The wisdom traditions of East and West have much to say about the value of “not knowing.” Buddhism, for example, talks about “Don’t Know” mind, a natural state of awareness that precedes or underlies our often insubstantial opinions, ideas, and so-called knowings, which are, after all, causes of so much suffering. Not knowing, therefore, can be a wise and skillful means of living.

Socrates, the ancient Athenian philosopher who lived around the time of the Buddha, claimed he was wise only in that he knew he didn’t know, so he went about asking hard questions, seeking to understand. Others, he discovered, were not as wise as he because they believed they knew, when, in most cases, they didn’t.

Medieval Christian mystics describe a “Cloud of Unknowing,” an apparently impenetrable darkness that obscures our view of transcendent reality. Surprisingly, some recommend that we learn to live in this cloud without getting too bent out of shape. Why? Because, they say, there may be something more important than knowing, something beyond knowing.

The Greek word for “unknowing” is agnosis (literally: without knowledge). Thus, one who does not know is “agnostic.” Generally, we use that term for one who does not know the truth about the ultimate mystery of divinity. But what about the proximate mysteries of humanity?

I mean, do we know—can we really know—what makes humans tick? We can read poetry, we can study spirituality and psychology and philosophy, but when a young man blasts his way into an elementary school and murders several dozen people, mostly small children, can we really know what it means?
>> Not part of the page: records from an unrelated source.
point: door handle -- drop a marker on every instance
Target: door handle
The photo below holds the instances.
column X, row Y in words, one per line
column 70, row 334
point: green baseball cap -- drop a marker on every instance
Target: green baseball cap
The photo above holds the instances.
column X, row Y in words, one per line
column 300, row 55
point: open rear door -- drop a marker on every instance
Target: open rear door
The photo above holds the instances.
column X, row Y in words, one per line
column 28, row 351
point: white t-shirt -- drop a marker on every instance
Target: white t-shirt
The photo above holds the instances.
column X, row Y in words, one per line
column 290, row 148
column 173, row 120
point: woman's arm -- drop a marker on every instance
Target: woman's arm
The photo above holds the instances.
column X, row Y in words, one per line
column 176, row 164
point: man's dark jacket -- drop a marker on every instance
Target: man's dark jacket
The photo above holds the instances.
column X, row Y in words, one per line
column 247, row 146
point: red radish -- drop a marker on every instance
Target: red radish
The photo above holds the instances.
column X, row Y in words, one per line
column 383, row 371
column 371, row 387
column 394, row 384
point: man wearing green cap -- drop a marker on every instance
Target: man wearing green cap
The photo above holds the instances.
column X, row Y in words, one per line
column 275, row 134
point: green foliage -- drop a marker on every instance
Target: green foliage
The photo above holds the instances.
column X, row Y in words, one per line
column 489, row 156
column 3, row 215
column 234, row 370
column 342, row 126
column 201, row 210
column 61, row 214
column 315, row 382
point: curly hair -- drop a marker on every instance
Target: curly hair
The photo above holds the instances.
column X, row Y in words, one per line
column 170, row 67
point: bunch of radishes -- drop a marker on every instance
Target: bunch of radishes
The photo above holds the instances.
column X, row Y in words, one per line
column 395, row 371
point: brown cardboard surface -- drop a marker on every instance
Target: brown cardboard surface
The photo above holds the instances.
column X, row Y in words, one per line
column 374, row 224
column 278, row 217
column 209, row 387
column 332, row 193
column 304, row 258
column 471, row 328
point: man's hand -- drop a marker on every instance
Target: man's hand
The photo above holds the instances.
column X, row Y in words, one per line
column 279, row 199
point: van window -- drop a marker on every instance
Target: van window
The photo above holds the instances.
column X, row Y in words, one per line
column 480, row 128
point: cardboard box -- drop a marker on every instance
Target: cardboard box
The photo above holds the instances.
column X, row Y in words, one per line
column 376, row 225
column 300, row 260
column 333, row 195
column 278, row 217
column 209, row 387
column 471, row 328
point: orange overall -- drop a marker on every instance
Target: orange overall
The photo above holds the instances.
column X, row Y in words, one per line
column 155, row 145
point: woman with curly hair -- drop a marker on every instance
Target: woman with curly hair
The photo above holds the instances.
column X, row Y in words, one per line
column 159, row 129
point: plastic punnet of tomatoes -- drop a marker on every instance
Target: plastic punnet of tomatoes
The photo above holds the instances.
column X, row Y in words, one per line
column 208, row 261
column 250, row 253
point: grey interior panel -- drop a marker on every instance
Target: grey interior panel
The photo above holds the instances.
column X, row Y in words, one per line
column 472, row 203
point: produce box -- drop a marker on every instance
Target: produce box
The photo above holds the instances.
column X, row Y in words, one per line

Can we “explain” it? Make sense of it? Are we not, in times like these, agnostic too? Are we not enveloped in yet another cloud of unknowing?

In her poem, “What Is There Beyond Knowing” (New and Selected Poems, 2005), Mary Oliver frankly admits that what she knows is so insignificant it could fit in a backpack slung casually over a shoulder, almost weightless. She admits that she has only “follow[ed] a thought quietly to its logical end” on a few occasions. “Mostly,” she says, “I just stand in the dark field, / in the middle of the world, breathing / in and out.”

Ironically, I chose this poem for Lectio Poetica several days before the shooting in Newtown, Connecticut in December. That Sunday morning, just two days afterward, it seemed particularly poignant. A small group of us sat together for a few hours in a dark field in the middle of a world gone mad, unable to follow a thought to any logical conclusion, just breathing in and out. Not knowing. Curiously, however, the poem and the silence and the quiet conversation that followed somehow began to transform the darkness of not-knowing into something else. Something more luminous. Something like . . . compassion. Not only for the victims and their families, but also for ourselves and, yes, even for the one who perpetrated such unimaginable violence.

Mary Oliver asks a Socratic sort of question: “What is there beyond knowing that keeps calling to me?”

Certainly the need for explanation, for understanding, for knowing and even for believing, keeps calling to me. But as I reflect on what I experienced in our contemplative circle that Sunday morning a few weeks ago—as I recall what I saw in the faces and hearts of those who gathered—I realize that at least one thing beyond knowing keeps calling as well: compassion. The word means, in Latin, “to suffer with” another.

Compassion is a mystery, beyond logic, often beyond comprehension. Yet it’s real. It’s weighty and substantial, unlike so much that I know, or think I know or merely believe. Compassion, in fact, can be quite heavy. In times like these, it can seem nearly impossible to bear. Who wants it?

Ah, but compassion is that which—beyond all reason—keeps calling to me, to us.

As we begin the mysterious and unpredictable journey of another year, may we have the strength to take up the burden of compassion again and again as we move, at times, through dark clouds of unknowing. May compassion, like rain, condense out of those clouds and water parched souls. May we stand in the dark field of the world, breathing in suffering and breathing out peace. Even when it makes no sense at all.